2. Chronic risk. There is no increase in hazard from repeat exposures to metalaxyl/mefenoxam; therefore, a chronic dietary POD was not selected.
Due to the lack of a chronic endpoint, a chronic dietary risk is not expected.
The acute endpoint and dietary exposure assessment are protective of potential effects from chronic duration dietary exposures.
3. Short-term risk. Short-term aggregate exposure takes into account short-term residential exposure plus chronic exposure to food and water considered to be a background exposure level. Mefenoxam and metalaxyl are currently registered for uses that could result in short-term residential exposure, and the Agency has determined that it is appropriate to aggregate chronic exposure through food and water with short-term residential exposures to mefenoxam and metalaxyl.
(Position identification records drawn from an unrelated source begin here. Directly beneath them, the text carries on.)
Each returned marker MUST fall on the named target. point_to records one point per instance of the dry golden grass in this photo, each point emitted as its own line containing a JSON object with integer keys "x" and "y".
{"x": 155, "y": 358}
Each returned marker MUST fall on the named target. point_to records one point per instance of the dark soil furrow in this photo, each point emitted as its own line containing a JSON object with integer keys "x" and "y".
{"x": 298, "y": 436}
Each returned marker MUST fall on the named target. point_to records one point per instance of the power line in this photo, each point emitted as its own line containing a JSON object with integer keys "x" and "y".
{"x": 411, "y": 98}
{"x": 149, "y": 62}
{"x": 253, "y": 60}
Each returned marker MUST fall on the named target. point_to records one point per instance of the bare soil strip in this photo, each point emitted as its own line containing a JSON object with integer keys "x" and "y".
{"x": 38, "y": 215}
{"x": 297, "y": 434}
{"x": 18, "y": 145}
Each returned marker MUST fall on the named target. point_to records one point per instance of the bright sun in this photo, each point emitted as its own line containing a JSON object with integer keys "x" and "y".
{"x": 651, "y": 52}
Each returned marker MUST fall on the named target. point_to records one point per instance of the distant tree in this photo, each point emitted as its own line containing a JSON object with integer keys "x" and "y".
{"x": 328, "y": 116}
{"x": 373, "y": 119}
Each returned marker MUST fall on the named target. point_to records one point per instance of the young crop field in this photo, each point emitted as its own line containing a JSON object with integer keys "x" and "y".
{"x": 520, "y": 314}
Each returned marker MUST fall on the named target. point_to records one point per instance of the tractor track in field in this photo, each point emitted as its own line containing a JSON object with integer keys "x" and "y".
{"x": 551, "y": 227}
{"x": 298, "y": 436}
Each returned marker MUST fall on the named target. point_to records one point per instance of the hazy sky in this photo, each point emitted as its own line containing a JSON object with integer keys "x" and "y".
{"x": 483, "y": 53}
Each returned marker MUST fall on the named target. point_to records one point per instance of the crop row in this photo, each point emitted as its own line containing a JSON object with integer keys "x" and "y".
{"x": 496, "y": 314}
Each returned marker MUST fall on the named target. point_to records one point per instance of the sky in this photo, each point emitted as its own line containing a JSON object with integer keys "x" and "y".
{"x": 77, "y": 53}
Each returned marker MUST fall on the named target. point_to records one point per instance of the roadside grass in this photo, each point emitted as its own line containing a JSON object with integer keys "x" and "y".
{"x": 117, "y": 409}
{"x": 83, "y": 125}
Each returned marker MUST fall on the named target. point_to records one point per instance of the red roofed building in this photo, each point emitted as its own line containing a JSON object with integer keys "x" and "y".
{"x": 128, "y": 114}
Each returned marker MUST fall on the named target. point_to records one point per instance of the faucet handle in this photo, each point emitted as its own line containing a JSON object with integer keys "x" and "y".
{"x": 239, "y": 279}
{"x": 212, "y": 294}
Using the exposure assumptions described in this unit for short-term exposures, EPA has concluded the combined short-term food, water, and residential exposures result in an aggregate MOE of 270 for children.
Because EPAs level of concern for mefenoxam is a MOE of 100 or below, this MOE is not of concern.
4. Intermediate-term risk.
Intermediate-term aggregate exposure takes into account intermediate-term residential exposure plus chronic exposure to food and water considered to be a background exposure level. An intermediate-term adverse effect was identified; however, metalaxyl and mefenoxam are not registered for any use patterns that would result in intermediate-term residential exposure.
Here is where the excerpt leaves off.